I'd say that's what the types are about? To describe the actual methods and their properties of each class? 🤔 the example above is just a sample snippet taken from one of our API docs.
Also, @mhdawson thanks, I'll attempt to attend to this week's TSC meeting then. (June 14th)
cc @nodejs/tsc for anyone that didn't join the meeting today to give a last round of feedback, as on the meeting we agreed to move this proposal to its next stage:
- This issue description will get updated with the latest agreed gist of information
- The demo repository will also get updated with the latest agreed info
- A discussion will be opened on nodejs/collaborators with an easy-to-understand resumed version of this proposal with clear description, goals, next steps, what it means for a collaborator to 👍 the proposal and etc.
Please 👎 if you still have strong disagreements with the proposal (please read the latest comments as the body of the issue was not updated yet)
I'll leave one more day to see if we get any rejection, but it seems that so far the TSC is OK with this.
If we don't get any rejection till EOL of Saturday (UTC) this proposal is moving to its next step as mentioned on the document above.
@ovflowd Do you consider the issue description to be up-to-date? I'm asking because in your previous comment you said it was not updated yet, but it still hasn't been updated according to GitHub. I'd like to be sure I review the right version of the proposal.
Hey, @targos as I mentioned the issue body/description is not updated.

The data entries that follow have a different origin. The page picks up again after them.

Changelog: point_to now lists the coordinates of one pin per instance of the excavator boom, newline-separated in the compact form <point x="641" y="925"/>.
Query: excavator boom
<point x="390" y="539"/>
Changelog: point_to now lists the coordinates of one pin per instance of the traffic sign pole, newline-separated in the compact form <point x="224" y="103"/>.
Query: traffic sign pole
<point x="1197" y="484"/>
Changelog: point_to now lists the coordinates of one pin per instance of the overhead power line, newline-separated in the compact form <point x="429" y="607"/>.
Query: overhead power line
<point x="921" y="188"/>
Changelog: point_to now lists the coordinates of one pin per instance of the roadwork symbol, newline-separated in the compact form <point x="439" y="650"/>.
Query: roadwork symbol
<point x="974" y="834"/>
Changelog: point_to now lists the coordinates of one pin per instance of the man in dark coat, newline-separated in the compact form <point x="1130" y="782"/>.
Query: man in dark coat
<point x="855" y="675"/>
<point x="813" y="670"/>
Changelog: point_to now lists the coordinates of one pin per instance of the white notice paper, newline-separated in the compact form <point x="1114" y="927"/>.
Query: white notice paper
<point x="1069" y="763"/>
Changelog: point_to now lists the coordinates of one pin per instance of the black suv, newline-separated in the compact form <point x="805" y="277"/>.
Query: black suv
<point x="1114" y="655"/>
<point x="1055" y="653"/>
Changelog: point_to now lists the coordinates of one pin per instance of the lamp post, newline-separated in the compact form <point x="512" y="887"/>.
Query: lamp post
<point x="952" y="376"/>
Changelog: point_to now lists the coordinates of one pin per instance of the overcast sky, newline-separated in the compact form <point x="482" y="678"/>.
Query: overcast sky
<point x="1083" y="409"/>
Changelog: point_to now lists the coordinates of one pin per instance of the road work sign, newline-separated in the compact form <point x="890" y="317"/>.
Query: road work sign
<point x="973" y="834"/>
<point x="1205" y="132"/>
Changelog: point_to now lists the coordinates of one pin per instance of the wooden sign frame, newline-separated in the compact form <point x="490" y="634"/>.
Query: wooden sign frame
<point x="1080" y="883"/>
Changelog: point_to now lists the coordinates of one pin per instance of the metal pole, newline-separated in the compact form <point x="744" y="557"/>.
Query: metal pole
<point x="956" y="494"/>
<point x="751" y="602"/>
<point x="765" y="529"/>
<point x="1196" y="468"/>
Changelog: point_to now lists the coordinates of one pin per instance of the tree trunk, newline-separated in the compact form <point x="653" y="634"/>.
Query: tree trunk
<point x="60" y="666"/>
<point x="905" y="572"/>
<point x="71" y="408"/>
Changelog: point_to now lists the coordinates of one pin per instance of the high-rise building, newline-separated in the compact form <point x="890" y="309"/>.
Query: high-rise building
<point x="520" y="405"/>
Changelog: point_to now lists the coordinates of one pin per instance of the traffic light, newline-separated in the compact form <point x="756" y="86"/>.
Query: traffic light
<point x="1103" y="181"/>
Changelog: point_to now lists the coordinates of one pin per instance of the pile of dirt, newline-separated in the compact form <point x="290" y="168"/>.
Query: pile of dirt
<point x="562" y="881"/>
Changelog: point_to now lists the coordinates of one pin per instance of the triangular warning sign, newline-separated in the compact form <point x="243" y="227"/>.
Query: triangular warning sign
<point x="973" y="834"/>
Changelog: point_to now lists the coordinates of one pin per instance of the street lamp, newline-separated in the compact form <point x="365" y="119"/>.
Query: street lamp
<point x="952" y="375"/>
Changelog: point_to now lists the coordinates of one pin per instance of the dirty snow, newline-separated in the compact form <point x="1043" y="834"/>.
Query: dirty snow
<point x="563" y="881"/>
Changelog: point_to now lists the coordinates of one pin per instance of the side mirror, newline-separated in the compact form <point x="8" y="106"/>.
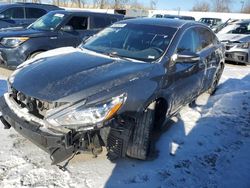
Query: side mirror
<point x="2" y="16"/>
<point x="185" y="57"/>
<point x="67" y="28"/>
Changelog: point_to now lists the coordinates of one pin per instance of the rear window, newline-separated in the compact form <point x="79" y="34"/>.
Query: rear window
<point x="34" y="12"/>
<point x="78" y="23"/>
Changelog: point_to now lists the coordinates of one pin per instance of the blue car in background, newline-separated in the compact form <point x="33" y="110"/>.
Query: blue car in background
<point x="22" y="14"/>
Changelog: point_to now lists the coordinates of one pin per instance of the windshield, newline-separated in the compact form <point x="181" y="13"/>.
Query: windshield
<point x="136" y="41"/>
<point x="48" y="22"/>
<point x="238" y="28"/>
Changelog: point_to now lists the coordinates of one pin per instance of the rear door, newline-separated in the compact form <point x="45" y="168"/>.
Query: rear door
<point x="210" y="54"/>
<point x="186" y="77"/>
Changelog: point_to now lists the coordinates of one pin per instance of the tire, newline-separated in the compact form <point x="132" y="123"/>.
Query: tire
<point x="34" y="55"/>
<point x="140" y="141"/>
<point x="216" y="80"/>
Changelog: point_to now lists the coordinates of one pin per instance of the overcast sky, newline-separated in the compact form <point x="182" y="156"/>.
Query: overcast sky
<point x="188" y="4"/>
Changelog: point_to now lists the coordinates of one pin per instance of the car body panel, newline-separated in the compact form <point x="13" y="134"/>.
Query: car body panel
<point x="233" y="52"/>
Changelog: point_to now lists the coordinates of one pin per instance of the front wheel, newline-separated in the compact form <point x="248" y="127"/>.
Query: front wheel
<point x="139" y="144"/>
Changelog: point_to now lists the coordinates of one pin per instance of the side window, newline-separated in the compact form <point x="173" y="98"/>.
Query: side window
<point x="78" y="23"/>
<point x="206" y="38"/>
<point x="13" y="13"/>
<point x="189" y="42"/>
<point x="99" y="22"/>
<point x="34" y="12"/>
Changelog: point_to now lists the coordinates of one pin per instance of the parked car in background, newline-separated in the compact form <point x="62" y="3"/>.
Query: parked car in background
<point x="114" y="89"/>
<point x="174" y="17"/>
<point x="53" y="30"/>
<point x="219" y="27"/>
<point x="236" y="37"/>
<point x="211" y="22"/>
<point x="22" y="14"/>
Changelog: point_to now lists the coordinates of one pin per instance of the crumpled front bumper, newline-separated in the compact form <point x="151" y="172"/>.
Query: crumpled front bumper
<point x="58" y="145"/>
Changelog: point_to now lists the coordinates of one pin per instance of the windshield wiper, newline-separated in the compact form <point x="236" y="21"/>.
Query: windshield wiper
<point x="115" y="54"/>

The next step is to update it and update the demos.
I'd like to be sure I review the right version of the proposal.
On a side note, any TSC member can still object to the proposal during the next stages, just like any other collaborator. We are only looking for consensus that the proposal is ready to be discussed with the broader collaborator base at this point :)
Exactly as Tobias described 🙃
Removing agenda tag at suggestion of Claudio, will re-add once there is something to discuss again.
cc @nodejs/next-10 as the Node.js Website Redesign is virtually done, we're now focusing on transforming it into a Monorepo. Then I'll start working on the fundamental redesign of the API Docs Website. This would also include a revamp of the current build tooling.
Note that these changes won't touch any of the source Markdown files. At the moment, the changes mentioned above will be an intermediate step that would allow us to implement the "Metadata Proposal for Docs".
The stages at the moment are:
- Transform Node.js Website into a Monorepo with a shared package for the UI Components
- Update Node.js API Docs Build Tooling, inspired on https://github.com/nodejs/nodejs.dev/blob/main/util-node/getApiDocsData.js that will generate a build-time MDX and output it into HTML
- The idea here, is that all the pages will remain the same, and be static.
- We will be using some utilities from the Node.js Website repository which will:
- Grab the original Markdown Source with the YAML metadatas
- Transform it into MDX within build-time (in-memory)
- Compile and Render the MDX into JSX (in-memory)
- Use ReactDOM to transform the JSX into HTML
- Generate the HTML files with the appended HTML to the HTML templates
- In this initial iteration, only the tooling will be updated; the styles will remain the same. This is pretty much what we did on the Node.js website: We first migrated the infrastructure/tooling into something new.
- Note that we won't be using Next.js, just plain React for starters. We might switch to a Framework if needed.